On June 16, 1934, Passalacqua was promoted to colonel and assigned to the headquarters of the 21st Infantry Division Granatieri di Sardegna in Rome. In October 1939 he was briefly attached to the Fast Army Corps. After the outbreak of the Second World War he held the command of the 4th Coastal Brigade Sector in Sardinia from 1 April to 31 July 1941 and then of the 8th Coastal Brigade Sector in Sicily from 1 August to 14 November 1941. From 15 November he was transferred to the headquarters of the XII Army Corps in Palermo. On 1 December 1941 he was transferred to the Army reserve and promoted to brigadier general, being then given command of Difesa Porto E, the ad hoc unit (consisting of two coastal infantry battalions, a coastal artillery group and a mortar company) tasked with the defense of the port of Catania from 16 April 1942. By decree of 18 September 1942 he was made Commander of the Order of the Crown of Italy.
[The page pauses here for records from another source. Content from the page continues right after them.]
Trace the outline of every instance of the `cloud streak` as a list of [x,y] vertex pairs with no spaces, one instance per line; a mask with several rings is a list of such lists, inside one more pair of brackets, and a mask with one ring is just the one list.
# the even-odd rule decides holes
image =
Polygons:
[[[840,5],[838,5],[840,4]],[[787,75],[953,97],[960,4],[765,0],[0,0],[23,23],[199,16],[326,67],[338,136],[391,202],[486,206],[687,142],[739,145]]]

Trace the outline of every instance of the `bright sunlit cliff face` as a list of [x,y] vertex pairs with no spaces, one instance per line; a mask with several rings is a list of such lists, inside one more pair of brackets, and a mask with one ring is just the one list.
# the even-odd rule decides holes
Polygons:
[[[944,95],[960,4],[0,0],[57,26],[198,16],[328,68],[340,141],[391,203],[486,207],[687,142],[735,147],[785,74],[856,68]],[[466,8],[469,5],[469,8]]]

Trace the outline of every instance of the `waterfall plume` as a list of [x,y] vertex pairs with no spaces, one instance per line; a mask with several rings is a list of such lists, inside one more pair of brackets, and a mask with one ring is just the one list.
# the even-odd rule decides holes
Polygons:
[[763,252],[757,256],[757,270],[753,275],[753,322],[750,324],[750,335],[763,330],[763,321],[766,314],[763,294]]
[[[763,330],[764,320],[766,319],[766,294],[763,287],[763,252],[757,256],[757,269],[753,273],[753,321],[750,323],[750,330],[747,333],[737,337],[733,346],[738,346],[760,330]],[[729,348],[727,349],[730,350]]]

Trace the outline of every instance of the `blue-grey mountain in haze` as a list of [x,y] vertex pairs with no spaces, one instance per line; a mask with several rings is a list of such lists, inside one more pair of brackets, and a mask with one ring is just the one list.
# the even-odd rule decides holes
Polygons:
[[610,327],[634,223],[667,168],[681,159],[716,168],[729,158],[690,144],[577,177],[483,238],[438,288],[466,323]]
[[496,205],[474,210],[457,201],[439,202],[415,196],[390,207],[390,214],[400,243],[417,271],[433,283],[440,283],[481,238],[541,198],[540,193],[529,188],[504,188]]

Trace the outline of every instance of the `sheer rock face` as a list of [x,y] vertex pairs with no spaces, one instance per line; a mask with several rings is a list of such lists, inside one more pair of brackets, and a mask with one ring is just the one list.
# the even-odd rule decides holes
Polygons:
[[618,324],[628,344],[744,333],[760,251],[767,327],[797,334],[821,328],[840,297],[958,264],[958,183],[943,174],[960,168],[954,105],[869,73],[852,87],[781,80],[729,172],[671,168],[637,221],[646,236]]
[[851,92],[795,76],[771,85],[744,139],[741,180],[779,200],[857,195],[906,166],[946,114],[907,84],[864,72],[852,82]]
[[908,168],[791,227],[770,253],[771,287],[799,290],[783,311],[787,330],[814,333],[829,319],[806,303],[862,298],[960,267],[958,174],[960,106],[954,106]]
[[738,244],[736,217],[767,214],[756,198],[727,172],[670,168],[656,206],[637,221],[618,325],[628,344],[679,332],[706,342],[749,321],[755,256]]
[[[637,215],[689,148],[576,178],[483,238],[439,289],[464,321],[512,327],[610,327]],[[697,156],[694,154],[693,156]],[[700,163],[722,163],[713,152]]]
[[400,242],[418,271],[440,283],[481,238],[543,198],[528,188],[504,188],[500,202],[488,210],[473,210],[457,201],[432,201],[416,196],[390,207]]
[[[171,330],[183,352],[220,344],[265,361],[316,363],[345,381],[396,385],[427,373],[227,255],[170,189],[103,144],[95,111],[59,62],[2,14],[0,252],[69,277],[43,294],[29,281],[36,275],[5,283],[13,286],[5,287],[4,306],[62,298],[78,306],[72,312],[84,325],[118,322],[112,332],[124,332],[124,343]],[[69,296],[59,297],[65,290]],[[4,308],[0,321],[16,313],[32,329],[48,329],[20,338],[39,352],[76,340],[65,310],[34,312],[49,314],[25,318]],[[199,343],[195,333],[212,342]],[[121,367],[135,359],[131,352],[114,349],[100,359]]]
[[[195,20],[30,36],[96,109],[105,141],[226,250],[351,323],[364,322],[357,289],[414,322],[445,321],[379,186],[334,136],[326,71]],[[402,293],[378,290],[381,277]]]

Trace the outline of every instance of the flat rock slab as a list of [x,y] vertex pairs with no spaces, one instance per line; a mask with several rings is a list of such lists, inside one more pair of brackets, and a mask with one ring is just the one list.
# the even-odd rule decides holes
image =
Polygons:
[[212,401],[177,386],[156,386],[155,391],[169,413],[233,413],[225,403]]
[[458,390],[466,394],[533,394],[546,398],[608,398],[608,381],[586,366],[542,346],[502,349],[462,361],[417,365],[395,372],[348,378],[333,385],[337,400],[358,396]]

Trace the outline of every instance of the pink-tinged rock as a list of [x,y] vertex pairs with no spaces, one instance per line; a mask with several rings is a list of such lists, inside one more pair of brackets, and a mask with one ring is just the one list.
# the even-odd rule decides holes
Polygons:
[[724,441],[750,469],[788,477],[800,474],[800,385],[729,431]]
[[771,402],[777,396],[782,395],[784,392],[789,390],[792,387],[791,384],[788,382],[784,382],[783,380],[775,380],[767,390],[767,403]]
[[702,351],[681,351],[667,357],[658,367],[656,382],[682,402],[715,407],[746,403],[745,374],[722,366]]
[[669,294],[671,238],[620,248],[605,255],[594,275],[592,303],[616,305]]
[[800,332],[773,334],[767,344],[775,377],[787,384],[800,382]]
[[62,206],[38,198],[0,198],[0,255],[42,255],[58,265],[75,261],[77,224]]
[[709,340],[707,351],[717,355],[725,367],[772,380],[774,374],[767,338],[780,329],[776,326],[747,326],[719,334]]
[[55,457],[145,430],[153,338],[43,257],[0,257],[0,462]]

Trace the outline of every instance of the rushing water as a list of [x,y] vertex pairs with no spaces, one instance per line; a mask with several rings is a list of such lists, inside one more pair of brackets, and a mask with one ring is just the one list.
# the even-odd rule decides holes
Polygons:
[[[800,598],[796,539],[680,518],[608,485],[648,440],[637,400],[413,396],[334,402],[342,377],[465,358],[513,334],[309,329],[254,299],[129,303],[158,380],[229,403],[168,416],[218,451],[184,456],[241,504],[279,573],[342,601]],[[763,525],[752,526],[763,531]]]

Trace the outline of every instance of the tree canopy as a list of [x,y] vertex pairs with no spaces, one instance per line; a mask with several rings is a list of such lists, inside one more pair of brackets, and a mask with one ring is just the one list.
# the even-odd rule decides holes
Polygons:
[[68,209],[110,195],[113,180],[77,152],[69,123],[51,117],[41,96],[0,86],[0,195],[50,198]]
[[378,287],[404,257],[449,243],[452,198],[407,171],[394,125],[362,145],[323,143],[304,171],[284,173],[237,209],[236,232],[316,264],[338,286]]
After the Allied landings in Sicily, on 10 July 1943, Catania became one of the main targets of the British Eighth Army. After the rapid fall of nearby Augusta and Syracuse, Passalacqua took harsh measures to quell the growing desertions among his men; he set up roadblocks, ordered to carry out roll calls four times a day in order to quickly find out if anyone had gone AWOL, and instructed his subordinates to immediately hunt down and execute deserters with summary judgment. On 15 July he personally presided over a drumhead court-martial that sentenced to death by firing squad a MILMART officer, capomanipolo (lieutenant) Giuseppe Catanzaro, for having abandoned the battery under his command, located near the Simeto river, along with all his men. Catanzaro claimed that he had been ordered to destroy the guns and retreat towards Messina by a superior; after the war, in 1955, he was rehabilitated and acquitted with a sentence of the Court of Cassation.

During the battle for Catania, Passalacqua was repeatedly called by telephone by Benito Mussolini (until 22 July), worried by the nonarrival of the reinforcements that were expected to hold the city. On 5 August, a few hours before Catania fell to the British, he was ordered to withdraw from Catania with his surviving troops.

Passalacqua died in 1967 in Rome and was buried at the Verano cemetery.